Technopromexport () is a Russian engineering company that builds energy facilities in Russia and abroad, including hydropower, thermal, geo-thermal and diesel power plants, power lines and electricity substations. The company was formed in 1955, and was transformed into a joint stock company in April 2006. The company's charter capital is 15.7 billion rubles.  The company is headquartered in Moscow.

The company is engaged in construction of turnkey power engineering facilities including hydro power plants, thermal power plants, geothermal power plant, and diesel power plants, power transmission lines, and substations. Also, the company is involved in modernization and reconstruction of the existing power engineering facilities, comprehensive post-warranty service of the power engineering facilities, equipment delivery, construction of industrial and infrastructural facilities, and production of thermal and electric energy. Technopromexport carries out works within the structure of the EPC/EPCM contracts.

History 
The company was founded in 1955.  It was specialized in construction of power engineering facilities under the programs of cooperation with the countries of socialist orientation. During these years, Technopromexport implemented more than 400 power engineering projects in 50 countries of the world, among them the Aswan Hydropower Complex (Egypt), the Euphrates Hydrocomplex (Syria), the Hòa Bình Dam hydroelectric power station (Vietnam), and others. Since 1993, the company is present in the Russian power engineering market.

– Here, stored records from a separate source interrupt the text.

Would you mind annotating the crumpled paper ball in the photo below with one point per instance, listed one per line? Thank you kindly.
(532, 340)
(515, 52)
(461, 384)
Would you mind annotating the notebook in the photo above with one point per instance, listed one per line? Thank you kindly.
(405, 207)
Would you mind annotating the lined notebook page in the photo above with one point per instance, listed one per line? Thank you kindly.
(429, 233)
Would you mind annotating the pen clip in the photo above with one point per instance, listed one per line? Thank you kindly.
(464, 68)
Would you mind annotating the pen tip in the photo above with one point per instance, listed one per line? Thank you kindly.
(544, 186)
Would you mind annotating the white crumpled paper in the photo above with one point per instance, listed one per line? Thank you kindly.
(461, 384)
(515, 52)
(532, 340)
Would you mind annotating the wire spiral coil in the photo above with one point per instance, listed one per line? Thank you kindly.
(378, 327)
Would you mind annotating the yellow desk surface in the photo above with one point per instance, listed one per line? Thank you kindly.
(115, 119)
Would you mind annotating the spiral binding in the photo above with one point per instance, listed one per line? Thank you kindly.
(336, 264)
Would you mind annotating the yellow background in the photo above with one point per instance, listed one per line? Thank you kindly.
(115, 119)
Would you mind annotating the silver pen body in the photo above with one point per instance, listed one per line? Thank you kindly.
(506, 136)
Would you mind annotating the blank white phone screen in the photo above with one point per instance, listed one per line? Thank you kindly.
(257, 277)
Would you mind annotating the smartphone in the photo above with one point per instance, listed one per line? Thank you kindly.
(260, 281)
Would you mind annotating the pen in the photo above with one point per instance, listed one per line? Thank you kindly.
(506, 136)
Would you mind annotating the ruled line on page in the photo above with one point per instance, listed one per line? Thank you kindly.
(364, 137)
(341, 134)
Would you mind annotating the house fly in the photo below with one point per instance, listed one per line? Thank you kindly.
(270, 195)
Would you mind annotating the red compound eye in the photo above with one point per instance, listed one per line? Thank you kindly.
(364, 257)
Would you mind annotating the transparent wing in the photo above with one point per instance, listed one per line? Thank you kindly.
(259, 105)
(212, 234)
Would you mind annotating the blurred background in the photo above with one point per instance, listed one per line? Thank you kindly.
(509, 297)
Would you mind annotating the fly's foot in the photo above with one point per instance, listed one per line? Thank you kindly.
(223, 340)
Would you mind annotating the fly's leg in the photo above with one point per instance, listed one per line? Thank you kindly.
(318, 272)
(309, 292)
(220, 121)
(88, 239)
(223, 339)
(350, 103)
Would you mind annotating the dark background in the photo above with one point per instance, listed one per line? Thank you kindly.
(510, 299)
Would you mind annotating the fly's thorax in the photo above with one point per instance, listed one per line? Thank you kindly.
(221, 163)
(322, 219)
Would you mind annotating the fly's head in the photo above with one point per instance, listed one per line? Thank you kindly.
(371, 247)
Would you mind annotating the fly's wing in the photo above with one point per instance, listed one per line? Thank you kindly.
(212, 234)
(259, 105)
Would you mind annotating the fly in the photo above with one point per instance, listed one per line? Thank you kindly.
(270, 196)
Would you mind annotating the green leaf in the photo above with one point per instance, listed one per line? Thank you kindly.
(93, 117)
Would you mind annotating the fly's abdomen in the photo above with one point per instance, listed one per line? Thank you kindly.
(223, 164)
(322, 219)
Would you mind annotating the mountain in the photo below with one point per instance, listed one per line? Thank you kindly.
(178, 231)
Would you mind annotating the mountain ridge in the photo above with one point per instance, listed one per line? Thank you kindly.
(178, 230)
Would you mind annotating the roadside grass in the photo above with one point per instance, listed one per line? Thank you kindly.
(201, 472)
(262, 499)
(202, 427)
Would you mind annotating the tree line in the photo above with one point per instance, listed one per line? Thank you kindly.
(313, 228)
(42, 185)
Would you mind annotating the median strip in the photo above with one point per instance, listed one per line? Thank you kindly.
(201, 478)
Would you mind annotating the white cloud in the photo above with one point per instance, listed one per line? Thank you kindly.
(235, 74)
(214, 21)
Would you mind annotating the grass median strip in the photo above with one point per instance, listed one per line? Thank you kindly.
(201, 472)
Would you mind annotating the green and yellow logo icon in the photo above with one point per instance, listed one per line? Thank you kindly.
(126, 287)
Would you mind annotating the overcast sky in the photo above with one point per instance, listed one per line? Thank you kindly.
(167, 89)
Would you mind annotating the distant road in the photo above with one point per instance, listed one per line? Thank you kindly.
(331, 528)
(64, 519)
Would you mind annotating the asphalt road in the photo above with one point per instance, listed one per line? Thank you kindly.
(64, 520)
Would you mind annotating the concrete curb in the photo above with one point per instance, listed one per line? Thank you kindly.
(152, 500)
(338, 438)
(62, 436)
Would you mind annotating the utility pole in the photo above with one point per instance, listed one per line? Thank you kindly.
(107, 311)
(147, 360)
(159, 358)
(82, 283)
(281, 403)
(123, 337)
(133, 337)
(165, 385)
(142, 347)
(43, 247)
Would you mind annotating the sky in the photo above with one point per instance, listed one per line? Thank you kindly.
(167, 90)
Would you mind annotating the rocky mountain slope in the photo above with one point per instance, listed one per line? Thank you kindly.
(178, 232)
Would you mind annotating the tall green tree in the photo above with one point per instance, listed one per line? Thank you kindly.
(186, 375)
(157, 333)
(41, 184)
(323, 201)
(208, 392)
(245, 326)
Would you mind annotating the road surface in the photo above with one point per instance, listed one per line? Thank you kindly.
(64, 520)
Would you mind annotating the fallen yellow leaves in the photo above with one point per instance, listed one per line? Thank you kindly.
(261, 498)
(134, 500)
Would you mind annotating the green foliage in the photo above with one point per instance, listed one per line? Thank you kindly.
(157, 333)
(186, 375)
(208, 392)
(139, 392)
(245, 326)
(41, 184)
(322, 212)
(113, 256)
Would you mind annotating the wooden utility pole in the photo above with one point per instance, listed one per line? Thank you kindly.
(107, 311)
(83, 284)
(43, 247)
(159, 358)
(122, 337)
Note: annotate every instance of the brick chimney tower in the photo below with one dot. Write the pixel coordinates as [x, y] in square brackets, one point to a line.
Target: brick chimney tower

In 2006, the legal form changed from federal state unitary enterprise to open joint stock company.  Since 2009, Technopromexport is a part of the Rostec state corporation.  Technopromexport stands as observer in Electric Power Council of the CIS countries.

By the end of 2011, the total value of projects implemented under the Technopromexport management has exceeded 80 billion rubles. The company's revenue in 2011 was 23.8 billion rubles, and the net profit reached 185.5 million rubles.

The company has a stake in Interautomatika, a joint venture with Siemens that the German group exited in July 2017.

Projects

Among the largest Russian projects implemented by the company are:
 2002 — construction of Mutnovskaya geothermal power plant.
 2006 — construction of two 450-MW CCGT units of North-Western TPP.
 2007 and 2012 — construction of two 325-MW CCGT units of Ivanovskie CCGT-325.
 2008 — construction of 121-MW CCGT power unit of Mezhdunarodnaya TPP.
 2010 — construction of 450-MW CCGT power unit of Kaliningradskaya TPP-2.
 2011 — construction of 450-MW CCGT power unit of Yuzhnaya TPP-22.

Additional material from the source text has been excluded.